Luís Marques Guedes aproveitou então para assacar culpas aos Governos anteriores, liderados pelo PS, e para realçar o facto de a economia estar a dar mostras de querer melhorar. “Lembro que a dureza das medidas não decorre da situação actual, até porque a perspectiva do Governo é que a economia portuguesa tenha saído da recessão neste terceiro trimestre”, justificou o ministro, referindo-se aos indicadores avançados há dias pela Universidade Católica que mostram “um ligeiro crescimento”, depois de ter havido também sinais de melhoria no segundo trimestre. “Vamos esperar pelos dados oficiais”, acrescentou, cauteloso.

“Pese embora isso aconteça [a expectável ligeira retoma da economia], os portugueses sabem que há um longo caminho a percorrer ainda de modo a ajustar as despesas à riqueza que produzimos. Há ainda um défice – e enquanto houver é porque há desequilíbrio entre o que produzimos e o que pagamos – derivado do endividamento que se acumulou na última década”, apontou Luís Marques Guedes.

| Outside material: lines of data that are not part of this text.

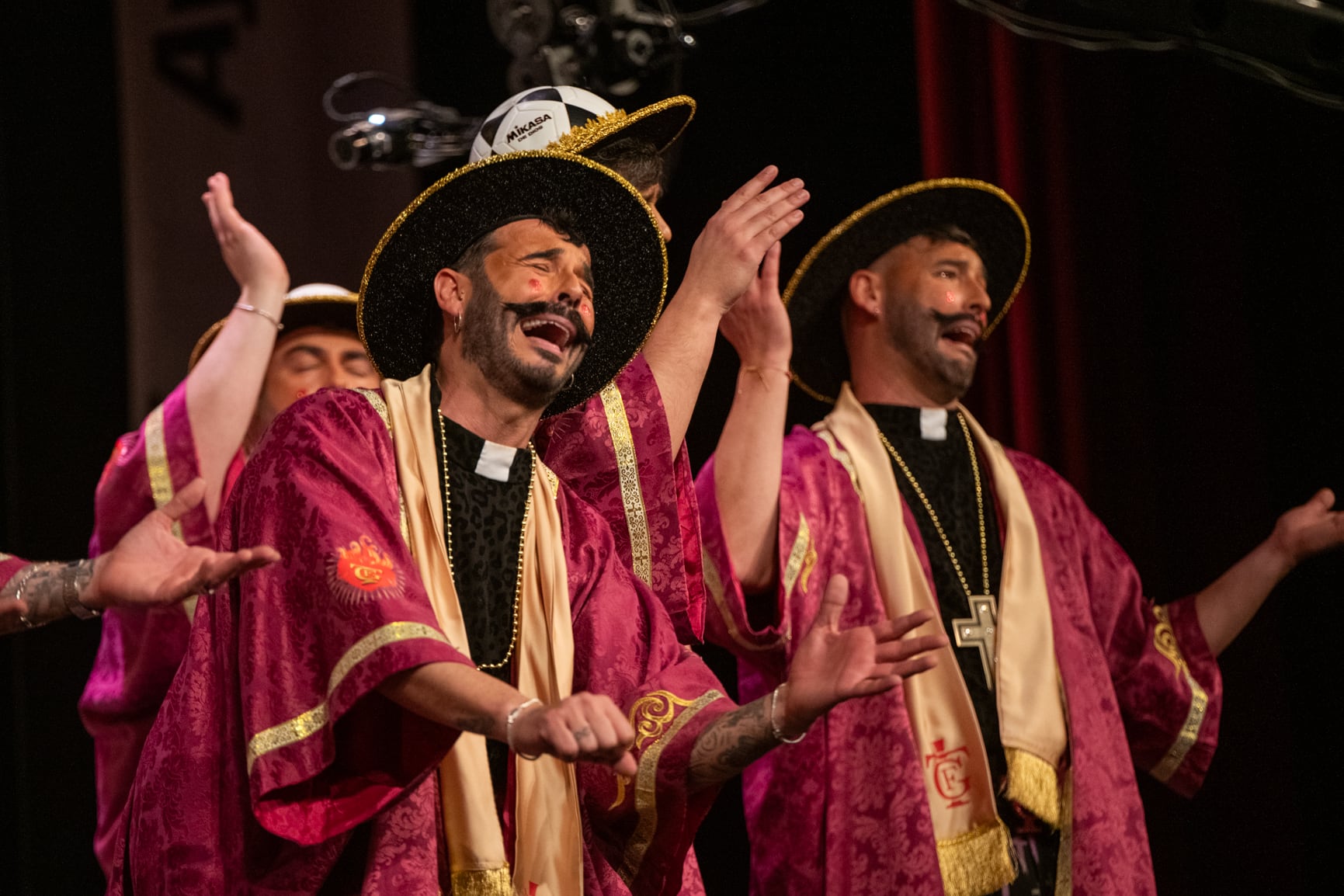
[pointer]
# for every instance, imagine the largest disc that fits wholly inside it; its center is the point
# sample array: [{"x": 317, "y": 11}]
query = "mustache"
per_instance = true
[
  {"x": 945, "y": 320},
  {"x": 530, "y": 309}
]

“Percebo as dificuldades por que estão a passar”, afirmou o ministro, vincando que “este Governo está a tentar resolver os problemas que herdou”. Por isso, justificou, “é preciso corrigir, não se pode fechar os olhos nem varrer para debaixo do tapete nem esperar que se resolvam por si”. E rematou, insistindo na culpabilização: “Todos nós temos que resolver os problemas do país que foram criados nos últimos Governos.”

Os sindicatos da função pública anunciaram na quarta-feira a marcação de uma greve conjunta entre todas as estruturas sindicais para dia 8 de Novembro como “primeira reacção” às medidas incluídas no Orçamento do Estado para 2014.

Os sindicatos no sector dos transportes decidiram também avançar com uma manifestação nacional e com uma quinzena de greves em protesto contra a proposta de Orçamento do Estado (OE) para 2014, apresentada na terça-feira.

“Entendemos que é o pior momento desde o 25 de Abril de 1974 para todos os trabalhadores, entre os quais os funcionários públicos”, justificou então Helena Rodrigues, a vice-presidente do STE – Sindicato dos Quadros Técnicos do Estado.